Unpacking Race March 2017
Week 4: Intersectional Solidarity

In March 2017 T.O. Philly held its popular workshop series about race and undoing racism. Between sessions we posted videos, articles, radio pieces, and writing prompts for participants. These are archived here, along with a few terms and activities shared in each session:
After unpacking various systems of racism in last week's Unpacking Race workshop, we talked more about intersectionality and solidarity via these definitions: 
Intersectionality: “Various ways in which race and gender and other identity markers—such as language, age, class, national origin, sexual preference, ability—interact to shape people’s individual and collective experiences... The intersection of racism and sexism—and other structural oppressions—factor into people’s lives in a way that cannot be captured wholly by looking at the race or gender dimensions of those experiences separately.” — Kimberle Crenshaw 
Solidarity: “Meaningful resistance to dominator culture that demands in all of us a willingness to accurately identify the various systems that work together to promote injustice, exploitation and oppression... There can be no love where there is domination. And any time we do the work of ending domination, we are doing the work of love.” — bell hooks

Some exercises we used to explore intersectionality and solidarity included Person to Person, Gravity Statements, and The Three Wishes in which Images of Oppression can be modified toward becoming Images of Liberation. These techniques lead us into this week's journaling assignment.

HOMEWORK

1. WATCH this short animation about microaggressions:



2. LOOK AT this video "Stop Being An Ally" recently published by This Matters. What are ways that this video challenges you? What are ways that you rise to these challenges?

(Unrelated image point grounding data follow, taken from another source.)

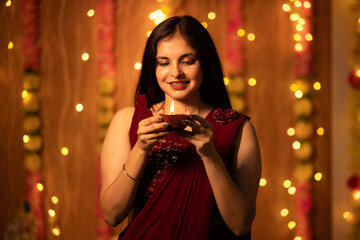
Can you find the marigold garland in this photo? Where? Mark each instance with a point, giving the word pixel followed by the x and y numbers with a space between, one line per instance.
pixel 301 17
pixel 353 181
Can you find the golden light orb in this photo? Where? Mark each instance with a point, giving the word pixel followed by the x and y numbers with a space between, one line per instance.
pixel 291 131
pixel 137 65
pixel 10 45
pixel 299 94
pixel 252 82
pixel 51 212
pixel 251 37
pixel 291 224
pixel 284 212
pixel 320 131
pixel 241 32
pixel 40 187
pixel 79 107
pixel 55 199
pixel 64 151
pixel 85 57
pixel 287 183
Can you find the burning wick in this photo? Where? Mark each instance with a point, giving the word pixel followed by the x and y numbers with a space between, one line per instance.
pixel 172 108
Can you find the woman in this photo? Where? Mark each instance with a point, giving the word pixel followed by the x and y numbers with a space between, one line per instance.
pixel 196 183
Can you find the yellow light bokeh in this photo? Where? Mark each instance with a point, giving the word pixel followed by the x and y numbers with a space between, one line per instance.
pixel 307 4
pixel 91 13
pixel 251 37
pixel 56 231
pixel 347 215
pixel 294 87
pixel 317 86
pixel 241 32
pixel 79 107
pixel 24 94
pixel 298 94
pixel 10 45
pixel 298 47
pixel 318 176
pixel 51 212
pixel 296 145
pixel 26 138
pixel 85 56
pixel 297 37
pixel 211 15
pixel 294 17
pixel 55 199
pixel 40 187
pixel 301 21
pixel 252 82
pixel 309 37
pixel 287 183
pixel 284 212
pixel 356 195
pixel 262 182
pixel 64 151
pixel 137 65
pixel 291 225
pixel 291 131
pixel 286 7
pixel 320 131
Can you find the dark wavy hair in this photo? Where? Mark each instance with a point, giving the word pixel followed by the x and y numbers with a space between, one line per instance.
pixel 212 89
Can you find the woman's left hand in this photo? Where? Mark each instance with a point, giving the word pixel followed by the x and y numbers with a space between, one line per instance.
pixel 201 134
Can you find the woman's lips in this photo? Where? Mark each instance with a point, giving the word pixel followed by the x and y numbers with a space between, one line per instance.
pixel 179 84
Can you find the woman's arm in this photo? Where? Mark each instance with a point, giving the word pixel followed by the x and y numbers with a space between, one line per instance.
pixel 118 190
pixel 235 196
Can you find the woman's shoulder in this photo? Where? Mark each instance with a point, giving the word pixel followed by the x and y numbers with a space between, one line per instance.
pixel 227 115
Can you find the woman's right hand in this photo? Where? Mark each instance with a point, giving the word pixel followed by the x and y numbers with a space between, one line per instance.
pixel 150 131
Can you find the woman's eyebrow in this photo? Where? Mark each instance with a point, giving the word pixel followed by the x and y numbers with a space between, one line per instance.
pixel 181 57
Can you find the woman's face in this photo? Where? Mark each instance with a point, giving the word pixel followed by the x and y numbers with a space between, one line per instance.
pixel 178 69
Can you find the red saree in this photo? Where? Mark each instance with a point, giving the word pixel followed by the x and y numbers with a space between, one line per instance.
pixel 174 199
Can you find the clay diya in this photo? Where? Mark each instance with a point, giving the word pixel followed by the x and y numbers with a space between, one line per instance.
pixel 175 120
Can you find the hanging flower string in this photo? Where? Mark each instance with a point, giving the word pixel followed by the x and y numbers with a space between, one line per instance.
pixel 353 182
pixel 301 18
pixel 234 55
pixel 32 123
pixel 106 70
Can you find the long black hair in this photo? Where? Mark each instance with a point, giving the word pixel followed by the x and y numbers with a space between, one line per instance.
pixel 212 89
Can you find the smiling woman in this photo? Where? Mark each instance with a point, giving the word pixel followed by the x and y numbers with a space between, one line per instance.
pixel 199 182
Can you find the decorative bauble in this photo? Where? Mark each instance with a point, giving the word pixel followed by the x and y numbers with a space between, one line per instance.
pixel 31 124
pixel 31 81
pixel 305 151
pixel 106 85
pixel 354 80
pixel 32 162
pixel 304 171
pixel 303 129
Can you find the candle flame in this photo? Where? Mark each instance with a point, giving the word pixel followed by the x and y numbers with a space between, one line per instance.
pixel 172 107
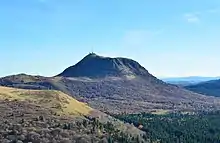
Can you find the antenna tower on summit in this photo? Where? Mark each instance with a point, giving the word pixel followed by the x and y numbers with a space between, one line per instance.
pixel 92 51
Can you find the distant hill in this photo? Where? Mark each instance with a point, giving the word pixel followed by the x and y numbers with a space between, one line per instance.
pixel 115 85
pixel 210 88
pixel 184 81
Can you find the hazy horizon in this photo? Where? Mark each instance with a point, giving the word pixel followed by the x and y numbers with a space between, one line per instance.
pixel 169 38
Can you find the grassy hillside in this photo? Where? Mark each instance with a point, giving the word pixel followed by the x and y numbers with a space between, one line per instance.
pixel 52 116
pixel 55 100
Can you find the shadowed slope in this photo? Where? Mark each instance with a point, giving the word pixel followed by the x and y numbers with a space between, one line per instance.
pixel 210 88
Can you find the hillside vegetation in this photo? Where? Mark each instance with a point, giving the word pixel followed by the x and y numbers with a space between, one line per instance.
pixel 46 116
pixel 178 128
pixel 55 100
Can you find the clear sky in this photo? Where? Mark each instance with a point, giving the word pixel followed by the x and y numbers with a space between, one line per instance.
pixel 168 37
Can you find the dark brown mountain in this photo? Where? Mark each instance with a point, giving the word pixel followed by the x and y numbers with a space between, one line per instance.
pixel 210 88
pixel 94 66
pixel 116 85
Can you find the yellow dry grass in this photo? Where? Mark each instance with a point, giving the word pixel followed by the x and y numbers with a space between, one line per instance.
pixel 55 100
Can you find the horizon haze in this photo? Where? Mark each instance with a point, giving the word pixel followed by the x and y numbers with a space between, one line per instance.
pixel 168 38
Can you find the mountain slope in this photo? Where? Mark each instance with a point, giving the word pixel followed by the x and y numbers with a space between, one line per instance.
pixel 51 99
pixel 116 85
pixel 52 116
pixel 186 81
pixel 95 66
pixel 210 88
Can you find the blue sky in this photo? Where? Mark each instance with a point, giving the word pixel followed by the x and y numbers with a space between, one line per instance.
pixel 169 38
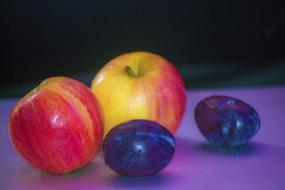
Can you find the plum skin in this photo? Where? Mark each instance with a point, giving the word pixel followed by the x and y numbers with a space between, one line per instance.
pixel 138 148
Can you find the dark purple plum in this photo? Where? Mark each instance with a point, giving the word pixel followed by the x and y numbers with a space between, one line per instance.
pixel 226 121
pixel 138 148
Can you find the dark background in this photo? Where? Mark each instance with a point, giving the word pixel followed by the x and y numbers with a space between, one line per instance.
pixel 230 43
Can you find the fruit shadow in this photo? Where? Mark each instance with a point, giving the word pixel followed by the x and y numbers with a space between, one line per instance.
pixel 185 146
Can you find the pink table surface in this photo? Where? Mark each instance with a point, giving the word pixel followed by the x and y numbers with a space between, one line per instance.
pixel 196 164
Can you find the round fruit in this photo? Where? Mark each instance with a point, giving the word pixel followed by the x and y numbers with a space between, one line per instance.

3. READ the articles about some spaces and communities to which people can bring anti-racist dialogue and organizing:


4. JOURNAL about race. Additionally, try following one or more of these prompts:
  • REFLECT on the Image Theatre we made. Which scenes or characters were familiar to you? How realistic or fantastic (fantastic meaning "in the realm of fantasy") were the edits that people tried? How could these dynamizations be applied to the real intersectionalities of race in the wider world?
  • INTERSECT race and another stratum. Write about each as it relates to you. How are these similar? How are these different?
  • GRAVITATE a statement or idea by writing it in the middle of the page, and then draw a circle around it. Where are you in relation to it? Where have you been in the past? Where would you like to be? Where do you see others? Plot these as points nearer or further from the initial idea and write about each. Do your words fall toward the idea? Away from it? Do they circle around it? Do they form new ideas that have their own gravity?